NILs for alkali disintegration property of rice grain were developed and used for characterising the property accurately. It was confirmed that the alk is the major locus determining the differences in chain-length distribution of amylopectin observed between Nipponbare and Kasalath. The cooked rice quality of the NIL once cooled was quite inferior when compared to Nipponbare for the Japanese testers. This is probably attributed to the differences in amylopectin chain length through the changes in physicochemical characters of the starch. Effects of variation in alkali disintegration on cooked rice quality have not been clearly shown. This is probably because that there are few cultivars with alkali tolerance with low amylose content. With the high amylose background, effects of differences in alk on cooked rice quality might be masked and cannot be evaluated properly.

References

Juliano BO (1971) A simplified assay for milled-rice amylose. Cereal Science Today 16, 334-336.

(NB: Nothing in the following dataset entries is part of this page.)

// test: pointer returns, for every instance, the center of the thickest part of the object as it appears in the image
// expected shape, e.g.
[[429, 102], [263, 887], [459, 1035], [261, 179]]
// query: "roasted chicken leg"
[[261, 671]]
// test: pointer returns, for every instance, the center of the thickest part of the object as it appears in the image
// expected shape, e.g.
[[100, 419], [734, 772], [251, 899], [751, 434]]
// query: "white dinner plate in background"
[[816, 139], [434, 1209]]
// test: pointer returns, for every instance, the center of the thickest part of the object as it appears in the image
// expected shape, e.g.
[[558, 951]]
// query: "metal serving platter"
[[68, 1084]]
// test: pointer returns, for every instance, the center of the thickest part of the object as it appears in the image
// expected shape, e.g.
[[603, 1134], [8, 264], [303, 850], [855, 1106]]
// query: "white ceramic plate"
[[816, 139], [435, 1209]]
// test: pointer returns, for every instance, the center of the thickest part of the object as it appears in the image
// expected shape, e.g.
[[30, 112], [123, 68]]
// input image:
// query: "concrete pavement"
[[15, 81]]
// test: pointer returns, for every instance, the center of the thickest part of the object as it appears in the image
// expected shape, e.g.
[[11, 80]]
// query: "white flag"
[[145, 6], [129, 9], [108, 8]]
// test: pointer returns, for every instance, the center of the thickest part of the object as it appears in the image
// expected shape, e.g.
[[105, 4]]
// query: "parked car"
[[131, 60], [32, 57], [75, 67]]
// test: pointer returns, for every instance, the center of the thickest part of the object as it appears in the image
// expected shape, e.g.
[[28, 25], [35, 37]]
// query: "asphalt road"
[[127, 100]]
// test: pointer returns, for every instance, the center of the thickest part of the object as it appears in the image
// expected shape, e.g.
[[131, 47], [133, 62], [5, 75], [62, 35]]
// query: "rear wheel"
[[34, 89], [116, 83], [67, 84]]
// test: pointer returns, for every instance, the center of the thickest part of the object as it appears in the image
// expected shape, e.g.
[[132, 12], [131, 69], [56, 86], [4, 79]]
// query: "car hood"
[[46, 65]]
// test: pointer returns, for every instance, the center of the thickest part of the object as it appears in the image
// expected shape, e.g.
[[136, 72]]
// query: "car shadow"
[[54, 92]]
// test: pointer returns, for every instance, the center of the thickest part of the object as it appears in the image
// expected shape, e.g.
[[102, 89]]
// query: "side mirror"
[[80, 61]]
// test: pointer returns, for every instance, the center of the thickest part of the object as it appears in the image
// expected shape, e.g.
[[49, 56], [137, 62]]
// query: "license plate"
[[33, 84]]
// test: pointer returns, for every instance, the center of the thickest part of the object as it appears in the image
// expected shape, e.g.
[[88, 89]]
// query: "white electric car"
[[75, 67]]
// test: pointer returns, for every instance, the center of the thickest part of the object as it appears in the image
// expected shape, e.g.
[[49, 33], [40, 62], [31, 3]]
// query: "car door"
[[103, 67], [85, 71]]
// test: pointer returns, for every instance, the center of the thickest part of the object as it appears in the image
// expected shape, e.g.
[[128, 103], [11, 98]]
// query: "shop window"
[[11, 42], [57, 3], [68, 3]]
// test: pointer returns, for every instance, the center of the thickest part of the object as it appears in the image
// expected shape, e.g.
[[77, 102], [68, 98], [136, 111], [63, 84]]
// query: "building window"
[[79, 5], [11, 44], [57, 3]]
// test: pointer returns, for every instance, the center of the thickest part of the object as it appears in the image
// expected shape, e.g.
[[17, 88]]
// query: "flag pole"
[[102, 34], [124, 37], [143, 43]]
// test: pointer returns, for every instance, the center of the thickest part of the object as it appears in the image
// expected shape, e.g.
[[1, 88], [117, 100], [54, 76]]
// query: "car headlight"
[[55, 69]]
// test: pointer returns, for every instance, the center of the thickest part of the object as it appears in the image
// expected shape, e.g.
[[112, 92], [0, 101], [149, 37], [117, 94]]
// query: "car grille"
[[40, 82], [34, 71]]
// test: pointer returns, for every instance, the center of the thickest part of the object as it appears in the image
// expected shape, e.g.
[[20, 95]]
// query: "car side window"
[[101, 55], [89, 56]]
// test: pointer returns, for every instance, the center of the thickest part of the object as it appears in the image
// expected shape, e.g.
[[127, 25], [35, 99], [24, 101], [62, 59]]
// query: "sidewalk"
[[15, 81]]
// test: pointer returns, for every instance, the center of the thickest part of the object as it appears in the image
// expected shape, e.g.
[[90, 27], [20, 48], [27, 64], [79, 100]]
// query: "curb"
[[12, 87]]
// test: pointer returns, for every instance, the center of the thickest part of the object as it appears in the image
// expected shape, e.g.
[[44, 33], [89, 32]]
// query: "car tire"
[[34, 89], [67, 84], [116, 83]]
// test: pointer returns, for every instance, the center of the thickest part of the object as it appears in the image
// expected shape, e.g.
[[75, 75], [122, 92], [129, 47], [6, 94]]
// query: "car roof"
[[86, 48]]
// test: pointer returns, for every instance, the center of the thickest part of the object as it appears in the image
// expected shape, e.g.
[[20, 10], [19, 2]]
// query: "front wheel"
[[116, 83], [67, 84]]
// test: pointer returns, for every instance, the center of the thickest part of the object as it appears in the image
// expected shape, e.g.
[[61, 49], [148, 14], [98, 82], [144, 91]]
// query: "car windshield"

Juliano BO (1998) Varietal impact on rice quality. Cereal Foods World 43, 207-222.

Kudo M (1968) Genetical and thremmatological studies of characters, physiological or ecological, in the hybrids between ecological rice groups. Bulletin of National Institute of Agricultural Science, Series D 19, 1-84.

Nakamura Y, Kubo A, Shimamune T, Matsuda T, Harada K, and Satoh H (1997) Correlation between activities of starch debranching enzyme and alpha-polyglucan structure in endosperm of sugary-1 mutants of rice. The Plant Journal 12, 143-153.

Nakamura Y, Sakurai A, Inaba Y, Kimura K, Iwasawa N, and Nagamine T (2002) The fine structure of amylopectin in endosperm from Asian cultivated rice can be largely classified into two classes. Starch 54, 117-131.

Umemoto T, Yano M, Satoh H, Shomura A, and Nakamura Y (2002) Mapping of a gene responsible for the difference in amylopectin structure between japonica-type and indica-type rice varieties. Theoretical and Applied Genetics 104, 1-8.